Currently only one in four first-time buyers in London would meet the income requirements to buy a home in the capital using a 95% loan-to-value (LTV) mortgage. The average first-time buyer in London would need a deposit of just under £21,000 and a household income of £62,721 a year.
In contrast, 90% of first-time buyers in Scotland and the north-east of England, and 80% of those in Wales, would meet the criteria.
“The scheme will have differing success across the country and will fail to help over half of first-time buyers in London and the south, where the majority of buyers will struggle to meet the income criteria needed to take out the loan,” Beveridge says.
“There would need to be an increase in higher loan-to-income lending alongside the increased availability of high LTV mortgages for the policy to work in expensive housing markets. And this comes with additional risk.”
Maja Gustafsson, a researcher at the Resolution Foundation thinktank, says homeownership among young families has been falling for three decades, drive by “rapid house price inflation and snail-paced housebuilding”.
She says even if prices start falling, first-time buyers could struggle. “The combination of tighter lending criteria and the big income shock that young people are facing means housing is unlikely to get any more affordable in the foreseeable future,” she says. “That will only come with greater housebuilding in high-demand areas, including more affordable housing.”

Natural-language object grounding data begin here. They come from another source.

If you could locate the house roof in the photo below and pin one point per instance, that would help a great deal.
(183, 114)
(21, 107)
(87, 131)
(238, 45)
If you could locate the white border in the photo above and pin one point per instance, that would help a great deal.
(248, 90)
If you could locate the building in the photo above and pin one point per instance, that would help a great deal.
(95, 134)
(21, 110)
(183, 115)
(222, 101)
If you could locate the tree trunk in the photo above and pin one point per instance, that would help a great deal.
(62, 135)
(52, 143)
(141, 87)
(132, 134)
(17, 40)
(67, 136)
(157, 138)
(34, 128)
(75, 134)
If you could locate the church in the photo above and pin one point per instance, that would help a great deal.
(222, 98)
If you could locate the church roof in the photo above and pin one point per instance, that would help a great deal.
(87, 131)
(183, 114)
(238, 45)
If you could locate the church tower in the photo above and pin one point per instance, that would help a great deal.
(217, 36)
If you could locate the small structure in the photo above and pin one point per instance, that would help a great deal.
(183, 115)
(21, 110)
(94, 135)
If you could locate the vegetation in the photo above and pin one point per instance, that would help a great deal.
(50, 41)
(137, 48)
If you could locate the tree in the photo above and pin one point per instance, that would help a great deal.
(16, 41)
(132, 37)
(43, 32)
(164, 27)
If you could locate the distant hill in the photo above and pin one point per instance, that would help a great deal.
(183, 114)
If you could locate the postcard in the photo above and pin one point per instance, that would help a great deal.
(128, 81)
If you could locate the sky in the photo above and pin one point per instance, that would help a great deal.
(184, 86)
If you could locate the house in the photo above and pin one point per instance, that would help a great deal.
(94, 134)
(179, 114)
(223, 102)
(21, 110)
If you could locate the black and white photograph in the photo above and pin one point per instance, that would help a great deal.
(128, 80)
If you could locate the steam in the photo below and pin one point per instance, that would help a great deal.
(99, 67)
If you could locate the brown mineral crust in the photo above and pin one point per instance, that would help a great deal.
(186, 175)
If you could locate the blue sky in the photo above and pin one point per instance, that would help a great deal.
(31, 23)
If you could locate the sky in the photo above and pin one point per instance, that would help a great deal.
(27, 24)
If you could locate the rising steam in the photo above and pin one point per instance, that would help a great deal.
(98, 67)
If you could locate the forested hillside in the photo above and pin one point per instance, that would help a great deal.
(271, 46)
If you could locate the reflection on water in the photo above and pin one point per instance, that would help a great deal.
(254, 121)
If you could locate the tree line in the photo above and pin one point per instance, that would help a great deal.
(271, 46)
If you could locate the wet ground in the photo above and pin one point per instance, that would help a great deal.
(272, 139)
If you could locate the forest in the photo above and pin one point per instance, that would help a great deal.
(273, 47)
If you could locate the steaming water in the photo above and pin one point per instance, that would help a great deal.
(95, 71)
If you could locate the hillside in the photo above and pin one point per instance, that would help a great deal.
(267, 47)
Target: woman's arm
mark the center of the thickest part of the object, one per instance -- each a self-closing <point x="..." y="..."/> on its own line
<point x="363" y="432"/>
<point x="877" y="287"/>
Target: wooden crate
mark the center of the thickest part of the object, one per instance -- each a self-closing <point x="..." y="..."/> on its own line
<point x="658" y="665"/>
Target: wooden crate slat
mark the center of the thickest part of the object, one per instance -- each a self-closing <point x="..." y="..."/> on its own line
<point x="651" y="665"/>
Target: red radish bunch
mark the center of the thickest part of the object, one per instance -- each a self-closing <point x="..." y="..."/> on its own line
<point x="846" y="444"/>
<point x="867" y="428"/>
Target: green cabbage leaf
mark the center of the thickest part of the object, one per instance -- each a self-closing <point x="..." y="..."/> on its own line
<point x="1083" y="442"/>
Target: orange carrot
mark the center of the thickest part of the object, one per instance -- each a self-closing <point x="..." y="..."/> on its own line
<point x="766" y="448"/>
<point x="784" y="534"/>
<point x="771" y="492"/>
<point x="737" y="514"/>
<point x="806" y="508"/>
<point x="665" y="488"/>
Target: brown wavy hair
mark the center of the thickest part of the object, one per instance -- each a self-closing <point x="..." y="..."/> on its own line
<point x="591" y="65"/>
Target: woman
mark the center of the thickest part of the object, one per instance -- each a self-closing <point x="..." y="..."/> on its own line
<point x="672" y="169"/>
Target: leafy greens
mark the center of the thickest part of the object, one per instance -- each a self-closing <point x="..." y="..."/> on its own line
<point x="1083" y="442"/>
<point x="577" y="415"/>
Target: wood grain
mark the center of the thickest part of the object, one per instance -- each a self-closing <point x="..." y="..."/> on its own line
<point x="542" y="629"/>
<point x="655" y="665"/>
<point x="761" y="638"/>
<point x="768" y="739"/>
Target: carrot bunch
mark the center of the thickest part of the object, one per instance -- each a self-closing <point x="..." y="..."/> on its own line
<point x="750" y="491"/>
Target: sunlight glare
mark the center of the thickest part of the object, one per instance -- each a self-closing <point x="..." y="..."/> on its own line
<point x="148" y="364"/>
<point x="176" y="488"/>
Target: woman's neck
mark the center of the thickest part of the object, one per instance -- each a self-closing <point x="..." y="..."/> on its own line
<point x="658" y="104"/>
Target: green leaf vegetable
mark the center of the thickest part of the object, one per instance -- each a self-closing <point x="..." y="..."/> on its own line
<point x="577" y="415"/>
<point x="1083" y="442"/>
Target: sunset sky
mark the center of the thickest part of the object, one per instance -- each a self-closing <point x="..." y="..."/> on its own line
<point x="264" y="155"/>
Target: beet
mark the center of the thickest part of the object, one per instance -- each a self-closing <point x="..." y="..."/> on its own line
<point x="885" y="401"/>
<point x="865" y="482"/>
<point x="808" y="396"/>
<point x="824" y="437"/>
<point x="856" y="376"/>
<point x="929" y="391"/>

Making an offer: how to boost your chances
When you get to the point when you are ready to buy, how do you ensure you make the right decision about a property and give yourself a good chance of getting your offer accepted? Jonathan Hopper, a buying agent and the chief executive of Garrington Property Finders, says as a first-time buyer you are in a strong purchasing position because you have no chain, “but that alone is not enough in today’s market”.
He has some tips on how to improve your chances:
Make sure you have sorted out your finances and have an “agreement in principle” in place for a mortgage before you start viewing property. Have evidence of this in place before starting any negotiations on a property as this will further demonstrate your strong purchasing credentials.
Have a conveyancing solicitor appointed ready to represent you. Do extra checks on the firm, its capacity, previous client reviews and support structure. Get the initial paperwork completed in advance, such as providing IDs and bank statements. Doing this in advance will mean you are ready to apply for searches at the earliest opportunity.
A lot of people will take the estate agent at their word regarding the price you will have to pay to secure a property. Do not lose sight of the fact that the agent is working on the seller’s behalf. There are tools on the internet that can help you estimate an accurate value of the property, such as previous sales data for similar nearby homes.
If you’re being asked to pay a significant premium don’t be afraid to walk away. We’re seeing a lot of competitive bidding scenarios but they are nothing to be afraid of. Sell your position as a first-time buyer with no chain. Demonstrate that you are motivated and organised, and don’t assume that price is the only mechanism available. If you can move quickly and offer the certainty of an uncomplicated sale, this could be more valuable to the seller than just getting the highest price.
When you make an offer, it can be very powerful to provide a personal letter to the owner, explaining why you want to buy the house and what it means to you. Sellers usually want to achieve the highest price, but don’t forget that they are selling their home. Often sellers want it to go to someone who will love it like they did. Send a copy of the letter to the estate agent, so they don’t feel like you’re going behind their back.
Developers are approaching the end of the financial year, and completed properties they haven’t yet sold may soon be discounted or offered with incentive packages.
Don’t stretch your budget at the moment, as it’s likely prices will tip in your favour if you’re patient. Things are quite frenzied right now but there are some signs it’s starting to calm down.